No período que se seguiu à eclosão da Guerra do Pacífico, os jornais desempenharam um papel de liderança no fomento do preconceito racial contra os nipo-americanos, reportando relatos infundados de espionagem e atividades da quinta coluna. Colunistas da Costa Oeste, como Harry McLemore, bateram o tambor pela remoção em massa da etnia japonesa. Fora da Costa Oeste, o ilustre colunista Walter Lippmann repetiu rumores de contato entre nipo-americanos e navios japoneses, enquanto colunistas de Damon Runyon a Westbrook Pegler escreveram artigos negativos. Neste clima hostil, um influente colunista, Ernest L. Meyer, levantou-se com discreta coragem e expressou a sua discordância em homenagem a um velho amigo.

É importante notar que Ernest Meyer conhecia bem a vitimização e a estigmatização étnica em condições de guerra. Nascido em Denver em 1892, era filho de Georg (George) Meyer e sua esposa Anna, imigrantes alemães que haviam vindo para os Estados Unidos pouco antes.

Segundo a lenda da família, Georg se alistou no exército, mas teve problemas com seus superiores e foi forçado a fugir para salvar sua vida. Durante os anos seguintes, Georg migrou pelo meio-oeste, trabalhando para jornais de língua alemã em Lincoln, Winona, Chicago, Denver, Dubuque e Appleton. Por fim, ele se estabeleceu em Milwaukee como editor do principal jornal local de língua alemã, o Germania . Georg mais tarde atuou como editor de outro jornal de língua alemã, o Milwaukee Herold .

Ernest L. Meyer (o “L” do meio para Lewis ou Ludwig) cresceu em Milwaukee. Ele estava no último ano da Universidade de Wisconsin e foi editor da Wisconsin Literary Magazine na primavera de 1917, quando os EUA entraram na Primeira Guerra Mundial. Em seu rascunho do questionário, ele escreveu: “Vou recusar. . . todos os serviços combatentes e não-combatentes.” Como ele enfatizou que recusava o serviço militar como objector de consciência por motivos políticos e não religiosos, a Universidade expulsou-o e o governo prendeu-o.

Meyer foi encarcerado em Camp Taylor, onde conheceu objetores religiosos de muitos credos, muitos deles de ascendência alemã.
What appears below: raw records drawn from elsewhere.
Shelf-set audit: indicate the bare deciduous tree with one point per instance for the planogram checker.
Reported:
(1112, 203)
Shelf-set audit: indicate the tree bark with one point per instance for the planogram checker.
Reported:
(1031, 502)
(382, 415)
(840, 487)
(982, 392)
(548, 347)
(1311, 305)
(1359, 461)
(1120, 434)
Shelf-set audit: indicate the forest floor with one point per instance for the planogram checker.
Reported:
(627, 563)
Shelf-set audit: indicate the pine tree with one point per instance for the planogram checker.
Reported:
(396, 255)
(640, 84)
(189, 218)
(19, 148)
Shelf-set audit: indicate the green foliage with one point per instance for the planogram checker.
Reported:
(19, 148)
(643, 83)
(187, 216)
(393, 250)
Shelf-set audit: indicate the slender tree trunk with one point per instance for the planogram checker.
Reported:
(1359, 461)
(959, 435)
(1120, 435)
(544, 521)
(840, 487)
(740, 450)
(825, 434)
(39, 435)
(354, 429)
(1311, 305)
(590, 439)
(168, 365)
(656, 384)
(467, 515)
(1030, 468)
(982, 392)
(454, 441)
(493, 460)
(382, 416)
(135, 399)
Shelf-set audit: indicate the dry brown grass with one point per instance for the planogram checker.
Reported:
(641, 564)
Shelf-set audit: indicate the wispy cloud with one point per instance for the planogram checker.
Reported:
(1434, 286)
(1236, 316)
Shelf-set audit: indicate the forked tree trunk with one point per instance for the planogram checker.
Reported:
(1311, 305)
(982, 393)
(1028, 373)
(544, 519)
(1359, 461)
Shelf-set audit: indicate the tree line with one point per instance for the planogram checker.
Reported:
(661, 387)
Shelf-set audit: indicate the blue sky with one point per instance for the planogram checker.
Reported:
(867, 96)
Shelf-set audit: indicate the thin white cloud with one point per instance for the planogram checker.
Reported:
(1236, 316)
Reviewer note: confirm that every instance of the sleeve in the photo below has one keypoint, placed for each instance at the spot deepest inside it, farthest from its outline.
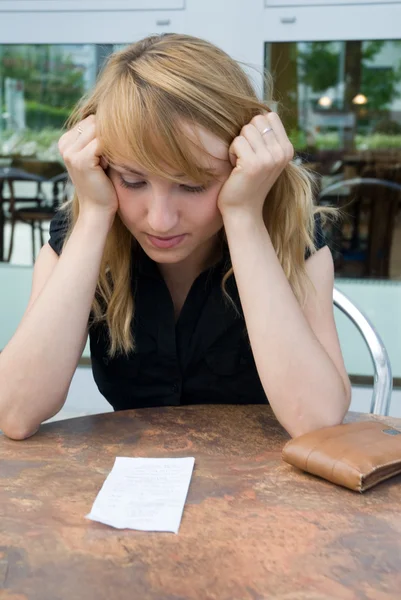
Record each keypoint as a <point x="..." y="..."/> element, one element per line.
<point x="319" y="238"/>
<point x="58" y="230"/>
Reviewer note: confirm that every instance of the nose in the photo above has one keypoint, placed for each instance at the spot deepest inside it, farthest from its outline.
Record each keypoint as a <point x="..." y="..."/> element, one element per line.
<point x="162" y="215"/>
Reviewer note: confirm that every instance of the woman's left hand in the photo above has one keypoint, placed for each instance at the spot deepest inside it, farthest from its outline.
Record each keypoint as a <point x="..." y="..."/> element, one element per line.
<point x="259" y="155"/>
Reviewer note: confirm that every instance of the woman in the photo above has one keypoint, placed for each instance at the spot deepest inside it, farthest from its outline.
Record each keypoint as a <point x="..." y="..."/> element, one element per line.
<point x="191" y="248"/>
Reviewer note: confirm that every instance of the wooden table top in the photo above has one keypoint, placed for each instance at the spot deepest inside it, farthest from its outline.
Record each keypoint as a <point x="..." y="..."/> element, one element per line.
<point x="253" y="527"/>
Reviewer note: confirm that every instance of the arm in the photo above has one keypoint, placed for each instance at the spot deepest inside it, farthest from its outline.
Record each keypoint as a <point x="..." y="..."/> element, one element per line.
<point x="296" y="351"/>
<point x="38" y="363"/>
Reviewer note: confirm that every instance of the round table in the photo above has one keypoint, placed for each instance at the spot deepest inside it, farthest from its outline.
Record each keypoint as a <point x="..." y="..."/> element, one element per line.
<point x="253" y="527"/>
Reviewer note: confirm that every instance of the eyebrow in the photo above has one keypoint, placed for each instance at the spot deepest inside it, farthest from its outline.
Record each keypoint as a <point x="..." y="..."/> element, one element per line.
<point x="178" y="175"/>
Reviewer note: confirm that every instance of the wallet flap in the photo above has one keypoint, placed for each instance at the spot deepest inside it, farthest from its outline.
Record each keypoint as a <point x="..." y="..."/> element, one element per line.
<point x="348" y="454"/>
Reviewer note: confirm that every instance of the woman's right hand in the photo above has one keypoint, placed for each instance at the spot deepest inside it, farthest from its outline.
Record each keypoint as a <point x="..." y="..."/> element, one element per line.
<point x="82" y="157"/>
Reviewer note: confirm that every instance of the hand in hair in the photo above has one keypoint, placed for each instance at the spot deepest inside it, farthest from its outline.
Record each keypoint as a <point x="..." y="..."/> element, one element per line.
<point x="259" y="155"/>
<point x="81" y="153"/>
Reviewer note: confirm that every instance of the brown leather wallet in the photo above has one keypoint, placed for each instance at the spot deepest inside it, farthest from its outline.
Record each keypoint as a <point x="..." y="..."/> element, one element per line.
<point x="354" y="455"/>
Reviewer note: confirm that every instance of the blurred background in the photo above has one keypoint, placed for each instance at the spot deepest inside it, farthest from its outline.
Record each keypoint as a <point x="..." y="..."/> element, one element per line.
<point x="336" y="82"/>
Meyer registrou que, embora não tenha enfrentado violência física em Camp Taylor, muitos objetores religiosos foram espancados, amarrados às grades das celas ou forçados a ficar expostos ao sol até desmaiar. Além disso, os “Yellowbacks” tinham que usar a mesma latrina que os soldados com doenças venéreas.
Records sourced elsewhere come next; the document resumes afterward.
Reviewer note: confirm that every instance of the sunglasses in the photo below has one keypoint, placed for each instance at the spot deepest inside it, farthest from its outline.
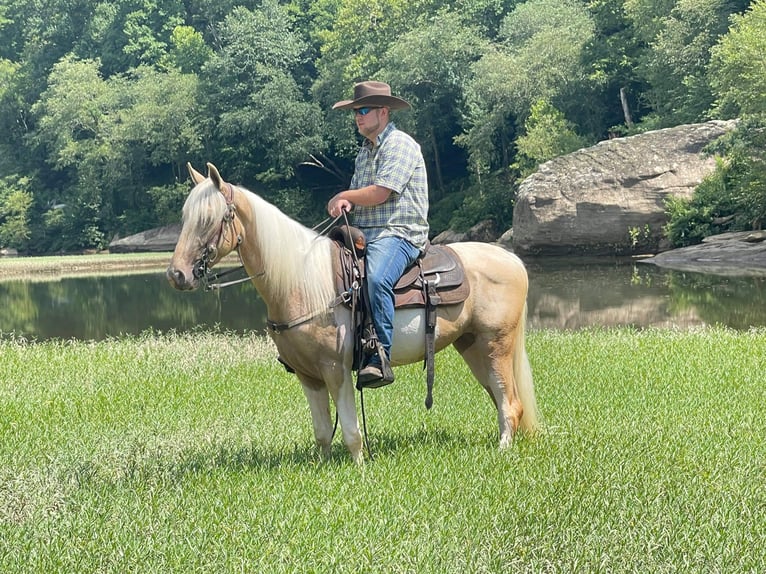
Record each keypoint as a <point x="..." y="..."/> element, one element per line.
<point x="366" y="110"/>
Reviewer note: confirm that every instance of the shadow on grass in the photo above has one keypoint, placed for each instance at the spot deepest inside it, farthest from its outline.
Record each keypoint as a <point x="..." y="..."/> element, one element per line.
<point x="161" y="465"/>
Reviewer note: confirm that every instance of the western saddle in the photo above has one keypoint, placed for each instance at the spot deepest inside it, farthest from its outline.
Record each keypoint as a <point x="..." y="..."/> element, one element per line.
<point x="436" y="278"/>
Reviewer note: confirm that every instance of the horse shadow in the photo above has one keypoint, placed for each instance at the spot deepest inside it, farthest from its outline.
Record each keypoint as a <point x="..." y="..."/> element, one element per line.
<point x="231" y="457"/>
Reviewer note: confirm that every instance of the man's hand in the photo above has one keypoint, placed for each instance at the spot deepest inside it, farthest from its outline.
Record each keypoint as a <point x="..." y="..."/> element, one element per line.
<point x="338" y="205"/>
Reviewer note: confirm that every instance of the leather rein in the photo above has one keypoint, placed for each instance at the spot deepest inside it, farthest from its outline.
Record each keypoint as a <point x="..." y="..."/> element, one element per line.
<point x="202" y="270"/>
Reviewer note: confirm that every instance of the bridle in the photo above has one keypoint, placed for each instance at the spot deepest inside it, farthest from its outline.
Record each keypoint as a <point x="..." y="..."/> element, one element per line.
<point x="230" y="226"/>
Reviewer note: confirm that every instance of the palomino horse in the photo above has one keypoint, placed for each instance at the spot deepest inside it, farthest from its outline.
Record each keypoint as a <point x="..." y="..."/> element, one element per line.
<point x="291" y="267"/>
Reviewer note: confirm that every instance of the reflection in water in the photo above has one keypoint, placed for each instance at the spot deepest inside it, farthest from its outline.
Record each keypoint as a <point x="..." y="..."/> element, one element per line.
<point x="572" y="296"/>
<point x="562" y="295"/>
<point x="100" y="307"/>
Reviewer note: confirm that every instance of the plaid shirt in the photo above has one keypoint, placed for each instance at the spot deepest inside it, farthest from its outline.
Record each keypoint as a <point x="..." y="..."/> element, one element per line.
<point x="395" y="163"/>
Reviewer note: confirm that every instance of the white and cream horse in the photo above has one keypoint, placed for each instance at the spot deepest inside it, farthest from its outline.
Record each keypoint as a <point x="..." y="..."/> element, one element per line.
<point x="291" y="267"/>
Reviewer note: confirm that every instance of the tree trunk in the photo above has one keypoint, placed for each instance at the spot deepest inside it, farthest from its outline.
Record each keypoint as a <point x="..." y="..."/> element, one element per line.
<point x="625" y="108"/>
<point x="438" y="177"/>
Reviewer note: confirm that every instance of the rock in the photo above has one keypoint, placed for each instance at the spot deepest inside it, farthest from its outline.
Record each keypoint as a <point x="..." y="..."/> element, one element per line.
<point x="725" y="254"/>
<point x="484" y="231"/>
<point x="610" y="198"/>
<point x="157" y="239"/>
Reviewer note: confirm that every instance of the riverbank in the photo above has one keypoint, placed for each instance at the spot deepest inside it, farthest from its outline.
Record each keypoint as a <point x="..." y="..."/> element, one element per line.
<point x="196" y="454"/>
<point x="32" y="268"/>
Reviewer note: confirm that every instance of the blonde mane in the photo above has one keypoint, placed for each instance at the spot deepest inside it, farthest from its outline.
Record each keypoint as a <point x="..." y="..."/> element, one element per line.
<point x="296" y="261"/>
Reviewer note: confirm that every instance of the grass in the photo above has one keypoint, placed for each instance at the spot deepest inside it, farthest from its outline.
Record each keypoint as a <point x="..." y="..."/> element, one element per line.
<point x="193" y="453"/>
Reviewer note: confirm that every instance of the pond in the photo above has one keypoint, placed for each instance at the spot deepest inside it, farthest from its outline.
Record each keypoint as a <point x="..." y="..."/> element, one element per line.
<point x="568" y="294"/>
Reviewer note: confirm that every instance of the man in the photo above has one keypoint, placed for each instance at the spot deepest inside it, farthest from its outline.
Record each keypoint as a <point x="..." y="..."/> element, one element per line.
<point x="389" y="198"/>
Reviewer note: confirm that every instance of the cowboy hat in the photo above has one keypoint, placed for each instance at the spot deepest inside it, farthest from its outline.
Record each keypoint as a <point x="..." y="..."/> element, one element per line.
<point x="372" y="94"/>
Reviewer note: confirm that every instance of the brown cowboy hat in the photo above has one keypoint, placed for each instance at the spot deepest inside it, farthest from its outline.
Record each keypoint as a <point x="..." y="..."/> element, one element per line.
<point x="372" y="94"/>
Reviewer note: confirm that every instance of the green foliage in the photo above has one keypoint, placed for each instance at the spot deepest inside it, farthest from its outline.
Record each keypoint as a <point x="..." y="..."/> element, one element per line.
<point x="102" y="103"/>
<point x="540" y="58"/>
<point x="733" y="198"/>
<point x="548" y="134"/>
<point x="737" y="65"/>
<point x="15" y="202"/>
<point x="490" y="197"/>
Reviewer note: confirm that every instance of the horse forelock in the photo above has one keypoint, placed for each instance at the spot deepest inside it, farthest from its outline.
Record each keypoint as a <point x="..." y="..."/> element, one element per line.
<point x="296" y="260"/>
<point x="203" y="211"/>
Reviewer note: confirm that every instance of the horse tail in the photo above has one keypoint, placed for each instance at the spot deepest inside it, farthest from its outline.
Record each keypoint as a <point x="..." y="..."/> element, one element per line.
<point x="522" y="373"/>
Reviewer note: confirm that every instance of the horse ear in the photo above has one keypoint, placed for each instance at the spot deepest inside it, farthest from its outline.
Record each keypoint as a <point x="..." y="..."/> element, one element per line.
<point x="196" y="176"/>
<point x="212" y="173"/>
Em resposta, Meyer recusou-se a usar seu uniforme, foi colocado sob guarda, levado a julgamento três vezes, enviado para Fort Leavenworth e finalmente libertado após o Armistício (ele foi reintegrado pelos regentes da Universidade de Wisconsin uma década depois, mas parece não querer). ter terminado a sua licenciatura).

Durante os anos do pós-guerra, Meyer ingressou no jornalismo, servindo primeiro como escritor-compositor para o The Warden Herald na zona rural do estado de Washington, depois como repórter policial em Chicago. No início da década de 1920, ele se juntou à equipe do Capital Times , um jornal liberal de Madison, Wisconsin. Meyer trabalhou primeiro como editor-chefe, depois foi contratado para escrever uma coluna, “Making Light of the Times”.

Ele também trabalhou para o jornal Socialist Leader do Partido Socialista em Milwaukee. Durante esses anos, ele se casou e teve dois filhos. Em 1934-5, Meyer aceitou o cargo de colunista do The New York Post e mudou-se para Nova York. Sua coluna no Post , "As the Crow Flies", cobriu tópicos políticos, mas também notícias culturais, incluindo uma visita ao arquiteto Frank Lloyd Wright em Taliesin. Durante este período, Meyer se estabeleceu em Westport, Connecticut.

Meyer retomou suas atividades pacifistas ao longo desses anos. Em 1930, ele publicou um livro, Ei, Yellowbacks! O Diário de Guerra de um Objetor de Consciência , sobre suas experiências durante a guerra e sobre as humilhações que sofreu em Camp Taylor e Camp Sherman. Ele também produziu artigos anti-guerra, como “Se a guerra deveria acontecer e eu recusaria” para The Christian Century em 1932 e “Pacifistas na Próxima Guerra” na The North American Review em 1934.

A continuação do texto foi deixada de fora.